The Meaning Of Life

I'm going to take a bold step here and declare that I don't really believe in coincidence. I think things happen for a reason. Good things, bad things, things that seem unimportant ... Don't get me wrong. This doesn't mean I know the reasons for everything (although that would certainly make life interesting ... or infinitely boring, one of the two). I wish I could explain things like Katrina and Rita, or why people seem to die prematurely or parents split up or people get downsized.

I also believe the answers don't necessarily come directly after the effect, that sometimes years pass before anything makes sense.

And sometimes the answers come right away.

To make a long (loooong) story short, I've been strugging to find a purpose, largely since Russia. The trip to Russia consumed my life for the better part of a year, and when it ended, I suddenly had to wonder what was next. This time, it wasn't about having an adventure; it was simply about having a reason.

Where does the whole coincidence thing come in? Lately, I've noticed a common "theme" popping up in conversations and general day-to-day life. On Thursday, it was very well summarized in a talk I heard about trust. And I think I have my answer, although I don't like it as well as I could -- "Be patient already. You'll find out when you're ready, and you're not ready yet. Just trust me, okay?"

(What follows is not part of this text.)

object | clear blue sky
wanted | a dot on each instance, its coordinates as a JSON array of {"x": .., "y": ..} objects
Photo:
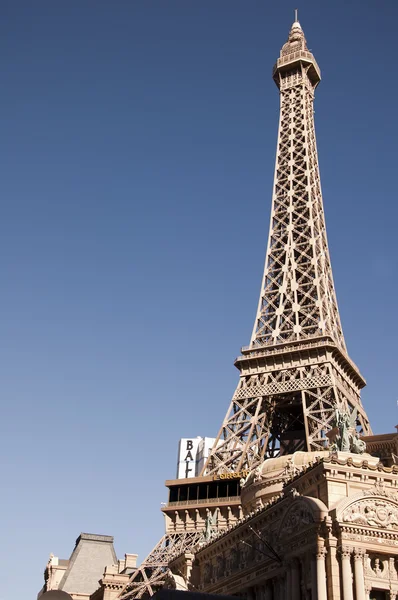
[{"x": 137, "y": 149}]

Granted, the answer just raises more questions. And I'm not a very patient person a lot of the time, which compromises any other answers that I might have missed.

There's that trust thing. I need to stop looking so hard and just simply pay attention.

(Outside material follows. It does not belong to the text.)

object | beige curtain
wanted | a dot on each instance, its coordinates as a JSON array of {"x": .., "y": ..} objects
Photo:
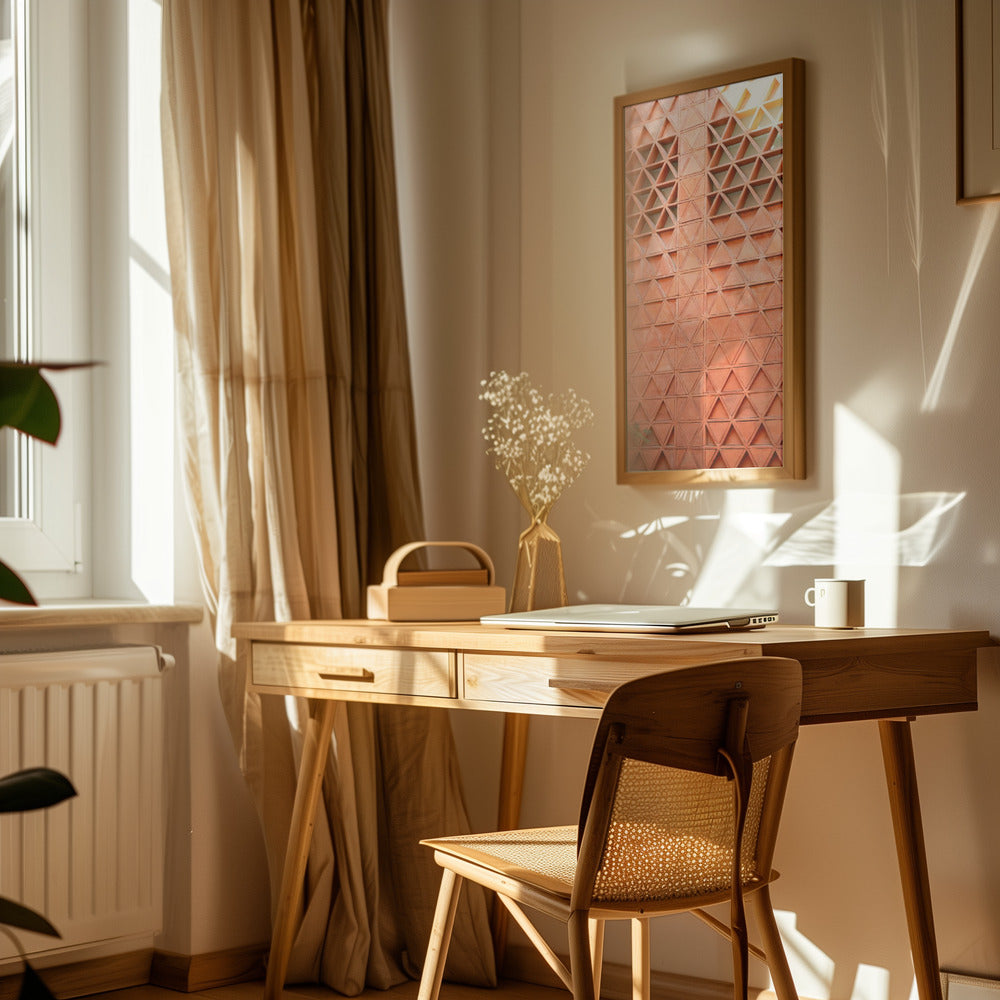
[{"x": 299, "y": 454}]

In the meantime, I'm here at Tech, working like a crazy person, trying not to lose my mind before Halloween even hits. (It may be too late.) Maybe I'll plunge more effort into this literary masterpiece. Maybe I'll learn some more Russian; my vocabulary is terminal at this point. I'm in danger of forgetting all the words I already know (Pinecone Bob).

Perhaps I should start with running my next calcite determination.

To any new readers (as it seems I'm slowly gaining them): no worries, I'm not usually this serious. Actually, I'm rarely capable of being this publicly serious. I point to the archives as proof.


I've changed my mind a dozen times. It seems to work better now.